Ini adalah satu-satunya—sampai saat ini—band favorit yang saya tonton konsernya dan saya tidak berharap ada encore. Cukup. Bahkan, saya memohon dalam hati—yang tiada gunanya itu—jangan sampai ada encore. Mungkin kebetulan, mungkin semesta berbicara, mungkin juga tidak ada hubungannya sama sekali, malam itu, Jumat, 3 Maret 2017, tidak ada lagu tambahan setelah momen dramatis penutup lagu dari Explosion in the Sky. Dada saya sudah tidak muat lagi.

“The Only Moment When We Were Alone” menjadi lagu penutup. Lagu yang satu ini memang bukan kepalang. Judulnya sendiri sudah bicara banyak. Rangkaian melodi yang ditawarkan pun bertahap. Tahapannya terasa betul.
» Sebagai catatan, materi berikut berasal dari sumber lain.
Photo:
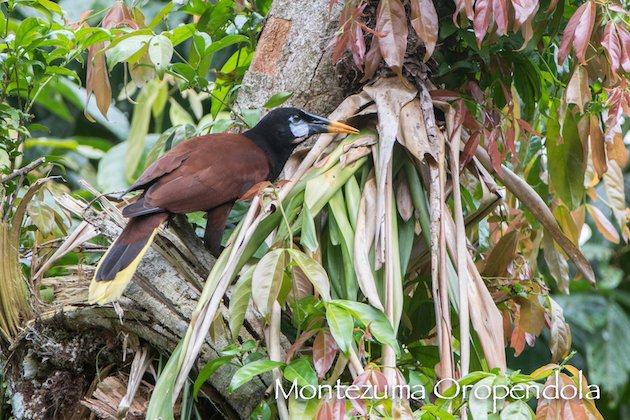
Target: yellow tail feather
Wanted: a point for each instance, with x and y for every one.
(106, 291)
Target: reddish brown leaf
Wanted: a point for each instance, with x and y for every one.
(391, 24)
(569, 33)
(482, 19)
(424, 21)
(612, 45)
(444, 95)
(373, 59)
(532, 319)
(583, 31)
(517, 340)
(324, 352)
(500, 11)
(578, 91)
(624, 36)
(97, 80)
(598, 149)
(118, 15)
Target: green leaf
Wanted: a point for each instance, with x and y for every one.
(140, 127)
(180, 34)
(239, 302)
(207, 371)
(380, 326)
(247, 372)
(341, 325)
(565, 158)
(301, 372)
(160, 52)
(517, 410)
(313, 271)
(277, 99)
(129, 49)
(267, 280)
(480, 399)
(308, 235)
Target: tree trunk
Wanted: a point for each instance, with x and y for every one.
(61, 357)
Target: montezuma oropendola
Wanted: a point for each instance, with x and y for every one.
(206, 173)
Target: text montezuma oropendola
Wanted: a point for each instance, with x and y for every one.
(206, 173)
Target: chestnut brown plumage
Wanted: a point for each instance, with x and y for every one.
(207, 173)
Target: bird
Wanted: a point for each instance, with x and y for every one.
(205, 173)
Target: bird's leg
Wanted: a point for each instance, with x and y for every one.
(215, 227)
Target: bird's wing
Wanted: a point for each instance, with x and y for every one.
(219, 171)
(167, 163)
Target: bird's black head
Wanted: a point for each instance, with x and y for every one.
(281, 130)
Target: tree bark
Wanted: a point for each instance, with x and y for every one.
(292, 55)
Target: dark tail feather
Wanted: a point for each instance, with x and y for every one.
(116, 268)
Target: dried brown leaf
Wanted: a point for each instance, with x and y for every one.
(603, 224)
(424, 21)
(391, 25)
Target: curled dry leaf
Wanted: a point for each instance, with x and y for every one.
(391, 26)
(363, 240)
(560, 332)
(482, 19)
(324, 352)
(424, 21)
(613, 181)
(500, 10)
(617, 151)
(603, 224)
(583, 31)
(97, 80)
(624, 36)
(569, 32)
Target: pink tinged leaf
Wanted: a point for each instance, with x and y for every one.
(500, 11)
(624, 37)
(299, 343)
(470, 14)
(391, 24)
(569, 34)
(324, 411)
(339, 408)
(611, 44)
(324, 352)
(459, 6)
(97, 81)
(552, 6)
(482, 19)
(583, 31)
(524, 10)
(578, 91)
(424, 21)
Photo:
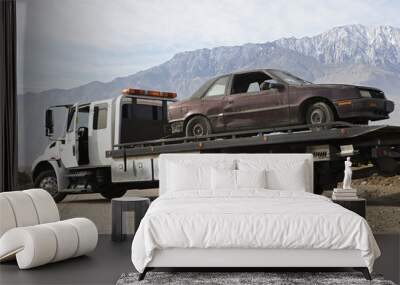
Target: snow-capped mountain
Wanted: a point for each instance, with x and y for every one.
(355, 44)
(352, 54)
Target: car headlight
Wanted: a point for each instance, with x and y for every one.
(365, 94)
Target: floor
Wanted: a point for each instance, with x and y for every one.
(110, 260)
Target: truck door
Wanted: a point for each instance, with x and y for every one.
(74, 151)
(68, 147)
(82, 135)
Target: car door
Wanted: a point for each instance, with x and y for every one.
(248, 107)
(212, 104)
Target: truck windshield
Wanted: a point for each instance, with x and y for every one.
(141, 121)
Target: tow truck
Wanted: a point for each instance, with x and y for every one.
(110, 146)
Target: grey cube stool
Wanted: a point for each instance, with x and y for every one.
(125, 204)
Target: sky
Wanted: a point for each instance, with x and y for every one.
(67, 43)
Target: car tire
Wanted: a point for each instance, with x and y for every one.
(198, 126)
(113, 192)
(319, 113)
(47, 180)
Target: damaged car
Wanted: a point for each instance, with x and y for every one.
(265, 98)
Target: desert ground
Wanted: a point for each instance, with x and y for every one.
(382, 194)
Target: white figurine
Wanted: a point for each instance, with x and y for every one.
(347, 174)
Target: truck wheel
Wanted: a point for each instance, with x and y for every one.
(319, 113)
(47, 180)
(112, 192)
(198, 126)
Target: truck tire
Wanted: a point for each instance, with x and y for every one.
(319, 113)
(113, 192)
(198, 126)
(47, 180)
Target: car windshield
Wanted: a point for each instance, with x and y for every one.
(289, 78)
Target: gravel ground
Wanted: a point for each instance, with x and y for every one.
(383, 199)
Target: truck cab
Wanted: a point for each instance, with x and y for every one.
(76, 161)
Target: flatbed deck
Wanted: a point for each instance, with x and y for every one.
(337, 133)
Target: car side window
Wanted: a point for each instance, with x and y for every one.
(248, 82)
(219, 87)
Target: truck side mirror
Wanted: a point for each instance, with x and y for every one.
(49, 123)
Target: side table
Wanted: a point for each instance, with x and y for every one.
(124, 204)
(357, 205)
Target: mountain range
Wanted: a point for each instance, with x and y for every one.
(352, 54)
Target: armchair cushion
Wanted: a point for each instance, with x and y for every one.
(31, 233)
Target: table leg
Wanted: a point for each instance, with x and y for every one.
(116, 231)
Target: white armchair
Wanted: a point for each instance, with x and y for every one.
(31, 230)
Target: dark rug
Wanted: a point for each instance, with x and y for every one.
(228, 278)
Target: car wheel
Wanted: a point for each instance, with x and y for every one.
(319, 113)
(47, 180)
(198, 126)
(113, 192)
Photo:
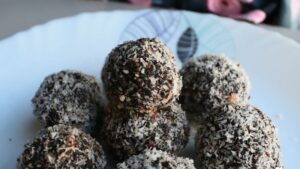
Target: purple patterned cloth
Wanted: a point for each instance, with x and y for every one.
(255, 11)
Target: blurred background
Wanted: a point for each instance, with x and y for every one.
(282, 16)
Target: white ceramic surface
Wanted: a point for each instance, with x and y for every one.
(82, 42)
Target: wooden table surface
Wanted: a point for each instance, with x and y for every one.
(19, 15)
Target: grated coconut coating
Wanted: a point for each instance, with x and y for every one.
(211, 81)
(141, 75)
(70, 98)
(130, 132)
(62, 147)
(156, 159)
(238, 136)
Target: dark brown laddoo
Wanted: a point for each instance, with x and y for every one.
(152, 158)
(141, 75)
(62, 147)
(237, 136)
(69, 98)
(211, 81)
(130, 132)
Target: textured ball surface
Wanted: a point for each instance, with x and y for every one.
(211, 81)
(62, 147)
(70, 98)
(152, 158)
(141, 75)
(130, 132)
(238, 137)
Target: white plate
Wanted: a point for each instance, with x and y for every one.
(82, 42)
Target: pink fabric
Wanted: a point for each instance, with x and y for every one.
(224, 7)
(232, 8)
(145, 3)
(256, 16)
(229, 8)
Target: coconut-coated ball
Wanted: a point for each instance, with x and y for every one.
(238, 136)
(130, 132)
(141, 75)
(156, 159)
(63, 147)
(211, 81)
(68, 97)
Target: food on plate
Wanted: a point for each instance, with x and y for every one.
(141, 75)
(156, 159)
(70, 98)
(62, 146)
(237, 136)
(129, 132)
(211, 81)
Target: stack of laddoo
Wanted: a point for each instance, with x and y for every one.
(67, 105)
(142, 115)
(231, 133)
(142, 85)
Kurang lebih, bagi saya, grafiknya begini.



Penghujungnya, ketika tempo sedang cepat-cepatnya, rasanya sedang klimaks-klimaksnya, mereka berhenti seketika, bersamaan. Lampu di panggung semua padam. Gelap. Mereka tidak terlihat sama sekali. Ada, tetapi tidak terlihat. Pertunjukan selesai. Mereka tahu apa artinya kata cukup dan menjalaninya dengan baik. Sangat baik.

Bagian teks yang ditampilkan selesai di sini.